Neocom is an interactive product advisory tool that guides users through a series of questions to help them find suitable products from our range. During this process, Neocom collects and processes usage data (e.g. clicks, selection decisions) as well as technical information (e.g. IP address, device type, browser information) to ensure the functionality of the tool and generate personalised recommendations.
To help you find a suitable product, you are guided through a questionnaire. Browser information is saved during this process. At the end, you receive a product recommendation, which can be sent to you by email if desired.

We have concluded a data processing agreement with the provider. This can be viewed at:
https://neocom.ai/avv/

b. Legal Basis for Data Processing
The data processing carried out when using the questionnaire is based on our legitimate interest in user-friendly design and optimal marketing of our website, pursuant to Article 6(1)(f) GDPR.

The result of the product recommendation is only sent to you if you have expressly consented to this, pursuant to Article 6(1)(a) GDPR.

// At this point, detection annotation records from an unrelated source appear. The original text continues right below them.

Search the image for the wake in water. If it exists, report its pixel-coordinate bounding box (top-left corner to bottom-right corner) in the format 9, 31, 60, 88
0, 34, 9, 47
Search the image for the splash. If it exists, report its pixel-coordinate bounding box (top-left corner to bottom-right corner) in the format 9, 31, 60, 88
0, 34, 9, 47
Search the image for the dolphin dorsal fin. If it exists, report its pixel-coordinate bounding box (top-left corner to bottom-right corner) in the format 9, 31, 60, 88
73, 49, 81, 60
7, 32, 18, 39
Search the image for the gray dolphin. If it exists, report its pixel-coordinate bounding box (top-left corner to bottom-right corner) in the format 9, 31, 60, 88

c. Purpose of Data Processing
The data is processed for marketing purposes and to provide product recommendations.

d. Duration of Storage
The data will be deleted once it is no longer required for our business processes.

e. Right to Object and Removal Option
You may withdraw your consent at any time with effect for the future. To do so, please use the contact details provided in this policy.

Further information can be found at:
https://neocom.ai/de/datenschutz/

13. Two-Click Solution for Embedding YouTube

a. Description and Scope of Data Processing
We have integrated components from YouTube on our website. YouTube is an internet video platform that allows video publishers to upload video clips free of charge and enables other users to view, rate and comment on them, also free of charge. YouTube allows the publication of all types of videos, including complete films and TV shows, music videos, trailers, and videos created by users.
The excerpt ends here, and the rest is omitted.